Smart Keyboard: Prediction of the next word

Daigo Tanaka (@DaigoTanaka)
April 21, 2015

Type faster with machine learning!

Motivating example:

The first 2 inputs “The Obama” may be followed by the word “administration”

…It would save 14 keystrokes if we could select the word instead of typing.

We can suggest such word by machine-learning from the texts from news, blogs, and Twitters.

How does the app work?

Try the demo by clicking here! Screenshot

  • Type some words in Input box. A word prediction appears in Candiates box.
  • When a candiate is availalbe, type “#1” as the shortcut to enter the word.
  • Choose the number in the settings to change the number of candidates to predict.
  • Extra! You can tweet to the author from the app.

Prediction algorithm

  • Uni, bi, tri, and 4-grams language models are created from the source text. Each n-gram are sorted with the counts.
  • Given an input with up-to 3 words, find the n-gram with the highest count, and calcuate the conditional probability. Discount the probability by 40% as “backing-off” to lower order n-grams:

\[ S(w_{i}|w_{i-(n-1)},...,w_{i-1}) = 0.4^{4-n}\frac{count(w_{i-(n-1)},...,w_{i-1}, w_{i})}{count(w_{i-(n-1)},...,w_{i-1})} \]

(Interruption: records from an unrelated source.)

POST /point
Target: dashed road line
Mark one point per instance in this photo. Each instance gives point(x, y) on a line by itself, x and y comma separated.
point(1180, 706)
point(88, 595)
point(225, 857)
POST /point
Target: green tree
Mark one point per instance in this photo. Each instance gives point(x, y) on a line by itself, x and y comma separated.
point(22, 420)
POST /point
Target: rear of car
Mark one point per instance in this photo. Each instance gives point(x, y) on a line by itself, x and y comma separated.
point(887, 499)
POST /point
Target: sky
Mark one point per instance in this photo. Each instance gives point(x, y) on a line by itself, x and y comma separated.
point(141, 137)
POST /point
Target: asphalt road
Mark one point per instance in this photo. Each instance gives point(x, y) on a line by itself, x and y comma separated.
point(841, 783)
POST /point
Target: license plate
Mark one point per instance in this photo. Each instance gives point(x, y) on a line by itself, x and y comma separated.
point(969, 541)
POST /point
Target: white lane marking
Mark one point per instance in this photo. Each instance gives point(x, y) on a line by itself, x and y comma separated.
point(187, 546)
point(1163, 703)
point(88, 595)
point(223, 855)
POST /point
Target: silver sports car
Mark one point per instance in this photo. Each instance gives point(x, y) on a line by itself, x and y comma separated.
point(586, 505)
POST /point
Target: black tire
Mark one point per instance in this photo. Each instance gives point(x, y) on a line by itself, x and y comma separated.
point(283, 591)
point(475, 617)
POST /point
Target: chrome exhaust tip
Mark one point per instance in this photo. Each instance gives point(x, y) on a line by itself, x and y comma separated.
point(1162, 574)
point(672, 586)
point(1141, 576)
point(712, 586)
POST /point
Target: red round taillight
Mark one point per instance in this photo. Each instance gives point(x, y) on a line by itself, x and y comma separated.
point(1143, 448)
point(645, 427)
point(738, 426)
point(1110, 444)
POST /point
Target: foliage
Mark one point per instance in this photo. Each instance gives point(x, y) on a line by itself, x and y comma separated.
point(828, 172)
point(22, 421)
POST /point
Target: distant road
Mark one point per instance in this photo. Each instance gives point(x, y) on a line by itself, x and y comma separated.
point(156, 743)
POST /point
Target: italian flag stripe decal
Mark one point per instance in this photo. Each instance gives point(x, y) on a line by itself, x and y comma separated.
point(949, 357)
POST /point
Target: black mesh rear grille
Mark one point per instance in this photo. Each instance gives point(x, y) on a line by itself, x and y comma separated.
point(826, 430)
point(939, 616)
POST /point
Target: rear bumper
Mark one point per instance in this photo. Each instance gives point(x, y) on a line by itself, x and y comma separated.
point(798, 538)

  • Sort the prediction by the probability and display from the highest probability.
  • Full description can be found here
  • Source code is availabe from here

How I made it lighter and faster

plot of chunk unnamed-chunk-1 The distribution of n-gram frequency. The count is in log(10) scale

  • Observation: Majority of the 4-gram and trigram entities appear only once.
  • Removing one-time appearances by approximating with n-1 gram reduced the data from 1.2GB to 257MB, and made the computation much faster.
  • Also used word dicitonary hashtable for reducing the memory footprint and computation time (vs. query by strings).